Current Projects

Current Research Projects


Gill, Andrej and David Heller. "Leveraging the (Un)Known: The Value of Patent Portfolios", R&R Journal of Banking and Finance

We provide new evidence on the relevance of patents for attracting external debt financing. For a representative, multi-country sample, we  find large positive effects of valuable patent portfolios on firms' debt capacity. To study this, we develop a novel patent portfolio value measure using granular information on patent fee payments. For identification, we investigate exogenous variation in patent strength arising from the staggered implementation of the 2004 EU Enforcement Directive. Results are strongest for financially constrained firms, which emphasizes the strategic potential of patents. Moreover, our  findings highlight the importance of a harmonized, reliable legal framework to spur these effects.

Gill, Andrej, Hett, Florian and Johannes Tischer. "Time-Inconsistency and Households' Financial Mistakes: Evidence from Bank Transaction and Behavioral Measurement Data", R&R Journal of Finance

Households regularly fail to make optimal financial decisions. But what are the underlying reasons for this? Using two conceptually distinct measures of individual time inconsistency, one based on bank account transaction data and one based on behavioral measurement experiments, we show that the excessive use of bank account overdrafts is linked to time inconsistency. By contrast, there is no correlation between a survey-based measure of financial literacy and overdraft usage. Our results indicate that consumer education and information may not substantially improve households' financial decision-making. Rather, behaviorally motivated interventions targeting specific biases in decision-making might qualify as effective policy tools.
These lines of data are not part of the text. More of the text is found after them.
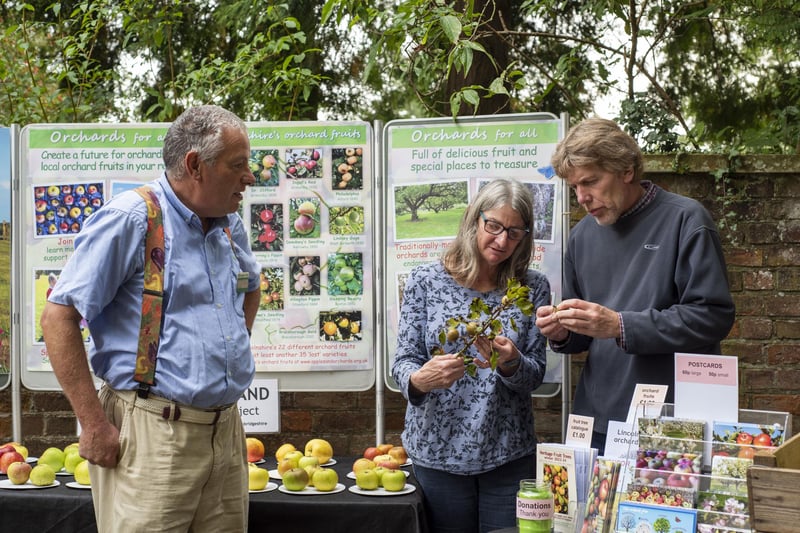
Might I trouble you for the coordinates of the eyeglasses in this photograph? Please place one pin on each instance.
(495, 228)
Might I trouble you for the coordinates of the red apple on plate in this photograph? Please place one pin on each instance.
(371, 452)
(255, 449)
(399, 454)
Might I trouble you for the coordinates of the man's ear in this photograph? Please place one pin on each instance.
(192, 162)
(627, 176)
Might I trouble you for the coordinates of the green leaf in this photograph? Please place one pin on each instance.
(451, 27)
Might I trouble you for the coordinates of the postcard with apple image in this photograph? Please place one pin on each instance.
(644, 518)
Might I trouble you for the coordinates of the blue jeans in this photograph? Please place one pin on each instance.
(477, 503)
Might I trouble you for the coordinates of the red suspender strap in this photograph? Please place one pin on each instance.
(152, 296)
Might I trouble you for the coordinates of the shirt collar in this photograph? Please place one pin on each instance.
(650, 189)
(185, 213)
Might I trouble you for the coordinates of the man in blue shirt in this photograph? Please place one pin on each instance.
(171, 457)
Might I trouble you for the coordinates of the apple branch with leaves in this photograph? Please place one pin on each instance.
(483, 321)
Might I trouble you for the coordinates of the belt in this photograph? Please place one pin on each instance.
(173, 411)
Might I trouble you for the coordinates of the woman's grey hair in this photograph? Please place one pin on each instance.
(598, 142)
(461, 258)
(198, 129)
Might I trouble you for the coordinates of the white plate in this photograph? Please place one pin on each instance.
(311, 491)
(6, 484)
(380, 491)
(352, 475)
(270, 487)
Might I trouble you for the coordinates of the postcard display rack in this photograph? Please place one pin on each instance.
(675, 480)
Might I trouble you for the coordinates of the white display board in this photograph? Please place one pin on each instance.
(312, 205)
(432, 170)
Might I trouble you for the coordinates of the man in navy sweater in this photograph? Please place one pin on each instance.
(644, 276)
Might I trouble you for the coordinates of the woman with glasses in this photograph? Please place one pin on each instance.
(471, 438)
Eufinger, Christian, Gill, Andrej and Florian Hett. "Central Bank Policy and Firm Behavior: Evidence from the Swiss Franc Shock", 2nd round R&R Journal of International Business Studies

How does central bank policy affect international firm activity? We analyze the Swiss Franc shock of 2015, where the Swiss National Bank (SNB) removed the EUR/CHF exchange rate floor and simultaneously reduced interest rates to negative levels. We show that the interest rate cut led to a higher investment rate and employment growth, giving Swiss firms an advantage vis-à-vis European firms: Swiss firms' net investment rate is between 8.4pp and 9.7pp higher and their employment growth is between 6.7pp and 9.8pp larger post-shock than those of comparable European firms. This stimulating effect of the interest rate cut mitigated the negative impact of the Swiss Franc shock for exporters.
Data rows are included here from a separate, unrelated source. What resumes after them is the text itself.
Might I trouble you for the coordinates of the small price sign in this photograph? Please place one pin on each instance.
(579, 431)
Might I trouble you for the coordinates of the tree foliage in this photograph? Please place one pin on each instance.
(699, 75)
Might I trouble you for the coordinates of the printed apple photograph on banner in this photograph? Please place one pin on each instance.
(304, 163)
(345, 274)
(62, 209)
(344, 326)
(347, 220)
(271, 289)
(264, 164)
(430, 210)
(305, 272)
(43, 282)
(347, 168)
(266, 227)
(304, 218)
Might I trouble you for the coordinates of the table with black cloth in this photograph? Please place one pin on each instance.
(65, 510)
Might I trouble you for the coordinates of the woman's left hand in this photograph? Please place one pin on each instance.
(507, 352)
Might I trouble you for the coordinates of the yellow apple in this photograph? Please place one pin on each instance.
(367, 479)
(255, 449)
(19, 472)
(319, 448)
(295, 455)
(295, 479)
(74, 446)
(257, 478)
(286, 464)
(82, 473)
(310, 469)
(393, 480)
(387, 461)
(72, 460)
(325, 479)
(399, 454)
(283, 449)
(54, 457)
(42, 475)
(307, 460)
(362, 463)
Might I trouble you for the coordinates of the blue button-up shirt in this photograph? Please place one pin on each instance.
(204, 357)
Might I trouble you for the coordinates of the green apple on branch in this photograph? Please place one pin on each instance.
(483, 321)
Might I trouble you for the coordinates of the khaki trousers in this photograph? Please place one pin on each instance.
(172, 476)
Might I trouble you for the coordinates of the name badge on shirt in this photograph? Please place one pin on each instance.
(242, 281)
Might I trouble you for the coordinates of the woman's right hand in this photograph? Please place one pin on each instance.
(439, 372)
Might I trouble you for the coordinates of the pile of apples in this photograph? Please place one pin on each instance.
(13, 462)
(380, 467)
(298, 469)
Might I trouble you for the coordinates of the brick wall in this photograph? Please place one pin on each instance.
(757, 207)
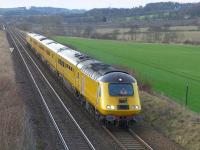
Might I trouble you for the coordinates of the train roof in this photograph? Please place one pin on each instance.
(89, 66)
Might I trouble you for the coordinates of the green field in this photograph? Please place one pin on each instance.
(167, 67)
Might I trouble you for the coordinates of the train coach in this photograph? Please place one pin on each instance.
(111, 94)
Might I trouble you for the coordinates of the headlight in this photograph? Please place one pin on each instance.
(110, 107)
(135, 107)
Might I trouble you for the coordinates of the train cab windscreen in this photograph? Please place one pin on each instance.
(121, 89)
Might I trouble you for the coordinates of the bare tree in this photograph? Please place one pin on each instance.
(133, 32)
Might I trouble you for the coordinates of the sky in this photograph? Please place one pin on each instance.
(83, 4)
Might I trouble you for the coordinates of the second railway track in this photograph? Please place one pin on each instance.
(126, 139)
(69, 131)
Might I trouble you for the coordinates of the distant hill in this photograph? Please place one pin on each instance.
(151, 8)
(39, 11)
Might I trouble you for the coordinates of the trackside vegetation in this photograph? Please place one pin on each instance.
(167, 67)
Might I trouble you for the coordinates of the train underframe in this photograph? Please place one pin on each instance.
(108, 120)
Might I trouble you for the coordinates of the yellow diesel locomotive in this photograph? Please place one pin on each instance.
(108, 92)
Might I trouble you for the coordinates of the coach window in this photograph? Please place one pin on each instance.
(99, 91)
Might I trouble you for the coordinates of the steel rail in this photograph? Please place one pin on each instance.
(41, 95)
(60, 100)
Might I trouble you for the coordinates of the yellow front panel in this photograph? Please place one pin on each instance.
(106, 99)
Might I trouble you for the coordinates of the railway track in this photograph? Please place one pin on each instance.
(126, 139)
(70, 133)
Gill, Andrej, Heller, David and Nina Michel "Enabling or Accelerating? The Timing of Innovation and The Different Roles of Venture Capitalists", R&R Research Policy

Venture capitalists (VCs) shape the innovative activities of nascent firms, moving beyond the mere role of providing financial resources. This paper investigates the timing of patenting of young firms around their initial VC funding round to elicit two pivotal roles of how VCs affect their targets' innovative activities. To do so, we differentiate among firms with and without patenting activities prior to the initial funding round, allowing us to distinguish enabling and accelerating effects of VCs on firms' patenting activities. As we show, differences in the timing of patent filings are critical for eliciting these different roles. We find a positive enabling effect of VCs on the quantity and quality of patenting, unfolding directly after the VC steps in. This immediate effect suggests that VCs push their targets for rapid commercialization. Further, our results show no additional (i.e., accelerating) effect of the average VC on targets that already own patents before their first VC round. However, highly involved and experienced investors trigger such effects. We deploy a variety of estimations techniques on a matched sample of startups, and assess selection effects. To establish these results, we explore novel data that combines European firm-, patent-, and investment-level information on first-round targets between 1995 and 2015. The findings improve our understanding of the role of key intermediaries in startups' innovation processes.